Orbital repairman: Scott Kelly will be lead spacewalker for more than six hours of space station maintenance work on Oct. 28
NASA
By Jeffrey Kluger
October 26, 2015

A spacecraft that knows how to repair or maintain itself hasn’t been built yet. That’s especially problematic when the one in question is the International Space Station (ISS)—which is larger than a football field, weighs nearly one million lbs. (454,000 kg) and required 115 different spaceflights just to get its components into orbit and properly assembled.

After 15 years of continuous occupancy, the ISS is in need of one of its periodic upgrades, and on Wednesday, astronauts and first-time space-walkers Scott Kelly and Kjell Lindgren will step outside to perform that much-needed work. The entire six-and-a-half hour walk will be streamed live on TIME.com, beginning at 6:45 AM E.T. (A second walk, scheduled for Nov. 6, will also be shown here.)

The first spacewalk—or EVA (extravehicular activity) in NASA’s preferred parlance—will mostly involve some basic electrical work, with Kelly and Lindgren running new cables along portions of the station’s length to provide power for docking ports that will be needed when new commercial crew and cargo vessels begin arriving in 2017. The astronauts will also install a thermal cover on a scientific instrument to protect it from the extreme temperatures of space, and will lubricate portions of the ISS’s robotic arm.

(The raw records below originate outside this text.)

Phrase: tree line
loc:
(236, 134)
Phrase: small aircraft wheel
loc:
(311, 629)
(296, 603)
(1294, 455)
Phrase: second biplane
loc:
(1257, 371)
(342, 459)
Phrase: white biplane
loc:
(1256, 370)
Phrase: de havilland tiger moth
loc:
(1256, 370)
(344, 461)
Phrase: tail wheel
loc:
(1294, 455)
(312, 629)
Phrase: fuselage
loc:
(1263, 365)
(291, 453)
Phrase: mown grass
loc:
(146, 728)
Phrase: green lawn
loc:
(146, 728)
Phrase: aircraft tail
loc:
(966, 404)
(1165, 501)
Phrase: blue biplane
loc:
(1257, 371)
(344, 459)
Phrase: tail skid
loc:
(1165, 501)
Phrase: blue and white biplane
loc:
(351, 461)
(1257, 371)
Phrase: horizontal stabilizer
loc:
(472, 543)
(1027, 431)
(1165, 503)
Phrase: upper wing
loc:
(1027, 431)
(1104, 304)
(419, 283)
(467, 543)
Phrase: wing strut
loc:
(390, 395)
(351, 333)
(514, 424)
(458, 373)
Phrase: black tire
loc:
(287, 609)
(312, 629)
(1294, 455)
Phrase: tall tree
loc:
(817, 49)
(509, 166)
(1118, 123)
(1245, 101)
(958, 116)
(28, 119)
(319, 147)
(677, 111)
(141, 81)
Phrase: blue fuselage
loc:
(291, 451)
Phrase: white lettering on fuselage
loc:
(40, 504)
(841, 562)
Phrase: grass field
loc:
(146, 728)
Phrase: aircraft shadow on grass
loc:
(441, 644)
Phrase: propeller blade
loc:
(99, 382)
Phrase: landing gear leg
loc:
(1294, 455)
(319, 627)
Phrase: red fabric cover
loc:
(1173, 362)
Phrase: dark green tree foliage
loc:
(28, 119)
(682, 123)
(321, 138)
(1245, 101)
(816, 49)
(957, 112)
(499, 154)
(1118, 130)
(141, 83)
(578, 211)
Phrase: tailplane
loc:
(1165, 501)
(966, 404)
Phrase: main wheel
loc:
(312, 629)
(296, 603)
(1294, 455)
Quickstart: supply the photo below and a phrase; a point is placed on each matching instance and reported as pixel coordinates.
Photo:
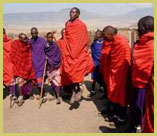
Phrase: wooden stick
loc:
(42, 86)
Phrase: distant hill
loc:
(56, 20)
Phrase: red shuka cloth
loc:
(64, 79)
(22, 60)
(143, 77)
(114, 65)
(7, 63)
(77, 60)
(143, 57)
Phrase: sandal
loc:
(58, 101)
(20, 102)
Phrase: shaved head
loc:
(23, 38)
(109, 32)
(74, 13)
(145, 25)
(34, 33)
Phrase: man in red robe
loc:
(7, 63)
(64, 80)
(142, 76)
(22, 66)
(114, 65)
(77, 62)
(8, 66)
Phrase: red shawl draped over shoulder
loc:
(7, 63)
(77, 60)
(64, 79)
(114, 65)
(22, 60)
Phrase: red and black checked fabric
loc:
(143, 58)
(22, 60)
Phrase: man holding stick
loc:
(77, 61)
(38, 45)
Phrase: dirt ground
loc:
(52, 118)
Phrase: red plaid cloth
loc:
(22, 60)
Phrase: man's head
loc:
(98, 34)
(109, 32)
(23, 38)
(34, 32)
(49, 37)
(145, 25)
(4, 32)
(74, 13)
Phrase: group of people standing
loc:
(126, 78)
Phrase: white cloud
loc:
(142, 5)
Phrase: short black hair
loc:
(48, 34)
(34, 28)
(110, 29)
(146, 24)
(4, 32)
(77, 9)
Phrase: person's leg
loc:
(93, 91)
(137, 109)
(57, 90)
(21, 83)
(79, 92)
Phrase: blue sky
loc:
(112, 8)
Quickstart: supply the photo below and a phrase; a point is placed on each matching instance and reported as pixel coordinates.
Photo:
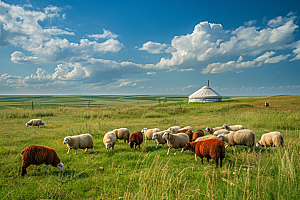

If that sounds like awfully unglamorous, awfully low-tech work, it’s because it is. Build the most sophisticated machine you want, it still comes down to the nuts-and-bolts business of, well, nuts and bolts.

But doing basic handyman work is radically different in space—and radically more dangerous too—and Kelly and Lindgren have been preparing for months for their orbital service call. Many of the basic protocols of any spacewalk are worked out far in advance of a mission, with practice sessions in NASA’s Neutral Buoyancy Lab (NBL), a 6.2 million-gal. (23.5 million liter) swimming pool with a full-scale mock-up of much of the ISS resting on its bottom. But some of the details can’t be fully validated until the astronauts are already in space, which is especially true in the case of Kelly, who launched to the ISS last March 28 for a marathon one year in orbit.

Any significant changes to the EVA plan are often beamed up to the crew first as a simple PowerPoint-type animations. Other fine points are worked out in the NBL and radioed up later the most granular detail possible—the precise torque that has to be used to tighten a bolt and how many turns it will need before it’s secure, for example.

Just which man does which job while they’re both outside is determined by experience, skill-set and a few other, non-negotiable considerations. Kelly, as the more senior of the two astronauts, will be lead spacewalker for the first EVA, which means he will be first out, last in, and generally command throughout the exercise. His suit will have the red striping used to indicate the commander. Nonetheless, for that walk, Lindgren will be assigned some of the more challenging work in some of the trickier areas of the station. Why?

“He has longer arms,” says NASA’s Grant Slusser, who will be the ground director for the first EVA. “They’ll be working in a really tight area.”

WATCH TIME’S SPECIAL DOCUMENTARY SERIES ON THIS MISSION (trailer below)

The mere business of getting the EVA suits ready can be a days-long job. Cooling loops that run through the garments like a human circulatory system have to be flushed with water to remove any contaminants. And while each suit is precisely tailored to the astronaut who will wear it, what fits on Earth may not fit in space, for the simple reason that without gravity, the spine may elongate a bit. Last minute adjustments are thus necessary to prevent crimping and bunching.

It’s been more than half a century since cosmonaut Alexei Leonov became the first human being to walk in space, and in all that time the work hasn’t gotten appreciably easier or even much safer. But it hasn’t gotten less transcendent either.“You can hear your heart beat and you can hear yourself breathe,” Leonov told photographer Marco Grob last spring in a story for Time. “Nothing else can accurately represent what it sounds like when a human being is in the middle of this abyss.”

Kelly and Lindgren, new to that abyss, will experience it soon.